Outside Earth’s protective magnetic field and atmosphere, the ionizing radiation in space will pose a serious risk to astronauts as they travel to Mars. High-energy galactic cosmic rays (GCRs) which are remnants from supernovas and solar storms like solar particle events (SPEs) and coronal mass ejections (CMEs) from the sun can cause harm to the body and spacecraft. These are all components of space weather.
When astronauts travel in space they can’t see or even feel radiation. However, NASA’s Human Research Program (HRP) is studying the effects radiation plays on the human body and developing ways to monitor and protect against this silent hazard.
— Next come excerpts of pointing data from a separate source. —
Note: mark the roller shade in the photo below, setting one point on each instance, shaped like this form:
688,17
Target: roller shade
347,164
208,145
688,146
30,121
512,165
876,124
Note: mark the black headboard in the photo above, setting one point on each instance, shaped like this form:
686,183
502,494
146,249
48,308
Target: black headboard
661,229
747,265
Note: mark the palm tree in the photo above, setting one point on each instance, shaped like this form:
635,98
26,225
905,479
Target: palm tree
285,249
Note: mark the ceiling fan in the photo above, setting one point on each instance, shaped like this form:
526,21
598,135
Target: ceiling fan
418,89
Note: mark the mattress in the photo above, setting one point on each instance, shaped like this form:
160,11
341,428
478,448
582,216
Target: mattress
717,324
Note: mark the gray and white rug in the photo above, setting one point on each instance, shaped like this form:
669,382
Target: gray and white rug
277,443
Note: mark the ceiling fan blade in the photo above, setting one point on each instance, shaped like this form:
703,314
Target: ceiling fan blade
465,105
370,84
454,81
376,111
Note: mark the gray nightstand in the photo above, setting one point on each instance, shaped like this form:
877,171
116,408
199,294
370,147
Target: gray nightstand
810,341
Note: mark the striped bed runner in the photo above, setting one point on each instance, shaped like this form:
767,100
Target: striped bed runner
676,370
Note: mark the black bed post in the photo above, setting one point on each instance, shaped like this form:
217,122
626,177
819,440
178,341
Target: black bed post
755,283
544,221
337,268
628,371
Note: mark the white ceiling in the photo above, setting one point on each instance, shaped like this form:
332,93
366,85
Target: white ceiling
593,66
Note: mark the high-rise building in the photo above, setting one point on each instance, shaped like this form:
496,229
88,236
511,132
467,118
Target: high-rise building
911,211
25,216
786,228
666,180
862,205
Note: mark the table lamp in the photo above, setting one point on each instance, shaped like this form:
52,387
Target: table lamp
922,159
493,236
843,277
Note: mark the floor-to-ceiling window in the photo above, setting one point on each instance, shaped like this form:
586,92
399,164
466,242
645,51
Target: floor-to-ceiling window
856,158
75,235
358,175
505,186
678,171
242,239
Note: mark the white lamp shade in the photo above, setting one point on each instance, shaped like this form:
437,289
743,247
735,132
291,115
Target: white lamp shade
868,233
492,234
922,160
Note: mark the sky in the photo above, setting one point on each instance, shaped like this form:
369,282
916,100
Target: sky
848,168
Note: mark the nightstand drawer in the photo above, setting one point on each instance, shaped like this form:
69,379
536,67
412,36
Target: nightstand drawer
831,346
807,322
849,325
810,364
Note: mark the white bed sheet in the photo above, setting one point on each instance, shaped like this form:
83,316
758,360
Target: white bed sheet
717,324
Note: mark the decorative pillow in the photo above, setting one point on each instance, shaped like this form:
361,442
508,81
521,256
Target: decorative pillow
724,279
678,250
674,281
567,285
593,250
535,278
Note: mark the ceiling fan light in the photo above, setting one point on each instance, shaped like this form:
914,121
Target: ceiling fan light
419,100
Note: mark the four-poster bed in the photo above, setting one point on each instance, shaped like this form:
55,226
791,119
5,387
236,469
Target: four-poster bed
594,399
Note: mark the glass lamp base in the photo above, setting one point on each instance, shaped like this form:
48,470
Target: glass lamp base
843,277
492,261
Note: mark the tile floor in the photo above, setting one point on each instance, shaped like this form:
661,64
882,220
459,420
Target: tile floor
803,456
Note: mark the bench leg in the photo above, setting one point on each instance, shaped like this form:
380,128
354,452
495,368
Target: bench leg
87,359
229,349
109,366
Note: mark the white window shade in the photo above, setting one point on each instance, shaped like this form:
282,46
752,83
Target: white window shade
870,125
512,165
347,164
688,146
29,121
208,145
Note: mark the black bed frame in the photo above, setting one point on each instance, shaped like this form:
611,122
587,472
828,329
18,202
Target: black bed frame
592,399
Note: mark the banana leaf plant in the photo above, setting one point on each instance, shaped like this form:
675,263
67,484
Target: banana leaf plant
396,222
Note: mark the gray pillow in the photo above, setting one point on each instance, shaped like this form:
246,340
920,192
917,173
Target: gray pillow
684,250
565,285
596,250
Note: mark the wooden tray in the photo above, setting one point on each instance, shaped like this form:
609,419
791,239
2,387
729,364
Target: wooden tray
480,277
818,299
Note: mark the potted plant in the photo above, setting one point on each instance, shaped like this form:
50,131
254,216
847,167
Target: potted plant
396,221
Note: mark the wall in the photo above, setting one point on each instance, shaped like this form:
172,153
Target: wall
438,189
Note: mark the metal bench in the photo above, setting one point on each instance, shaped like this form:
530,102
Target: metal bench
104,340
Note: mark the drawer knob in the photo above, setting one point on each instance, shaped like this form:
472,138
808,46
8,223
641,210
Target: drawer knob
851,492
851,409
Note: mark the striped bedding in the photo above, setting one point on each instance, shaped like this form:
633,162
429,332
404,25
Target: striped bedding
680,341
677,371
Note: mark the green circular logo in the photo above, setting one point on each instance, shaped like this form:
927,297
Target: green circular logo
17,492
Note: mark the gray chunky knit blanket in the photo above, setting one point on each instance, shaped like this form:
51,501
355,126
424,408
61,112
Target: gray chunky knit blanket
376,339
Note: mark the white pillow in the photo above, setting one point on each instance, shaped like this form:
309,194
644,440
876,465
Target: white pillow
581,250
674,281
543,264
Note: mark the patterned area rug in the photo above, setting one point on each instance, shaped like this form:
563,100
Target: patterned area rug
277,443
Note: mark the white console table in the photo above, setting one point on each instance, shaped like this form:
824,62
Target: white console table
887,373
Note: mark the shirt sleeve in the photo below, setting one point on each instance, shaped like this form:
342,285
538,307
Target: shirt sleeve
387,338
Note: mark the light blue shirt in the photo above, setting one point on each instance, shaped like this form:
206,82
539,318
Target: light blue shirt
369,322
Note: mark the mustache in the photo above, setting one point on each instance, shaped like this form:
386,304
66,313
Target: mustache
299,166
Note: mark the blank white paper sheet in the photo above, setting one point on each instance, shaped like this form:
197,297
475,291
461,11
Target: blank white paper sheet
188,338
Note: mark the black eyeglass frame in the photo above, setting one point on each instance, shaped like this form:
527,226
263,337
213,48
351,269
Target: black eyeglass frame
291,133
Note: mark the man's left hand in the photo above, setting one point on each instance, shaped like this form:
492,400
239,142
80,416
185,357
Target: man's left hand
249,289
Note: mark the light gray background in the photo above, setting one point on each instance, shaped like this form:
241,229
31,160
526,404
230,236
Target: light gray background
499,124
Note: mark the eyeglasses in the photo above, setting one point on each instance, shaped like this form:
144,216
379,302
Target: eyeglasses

“Dosimeters and modeling techniques are used to determine how much energy is deposited in the space explorer’s bodies along with inflight tools to try to estimate what type of biological effects they might be experiencing,” said Tony Slaba, Ph.D., NASA research physicist. “Solar storms can cause acute radiation sickness during space flight which has to be dealt with in real time. There’s also an additional risk from exposure to GCRs which may cause central nervous system effects and delayed effects related to cancer and cardiovascular disease after the mission.”
While shielding strategies for GCRs remain difficult due to their extremely high energies, pharmaceutical countermeasures may be more effective than thick shielding to protect the crew from GCRs. NASA also is developing space weather forecasting tools to provide advance warning of SPEs. Solar protons can be easily shielded against for protection.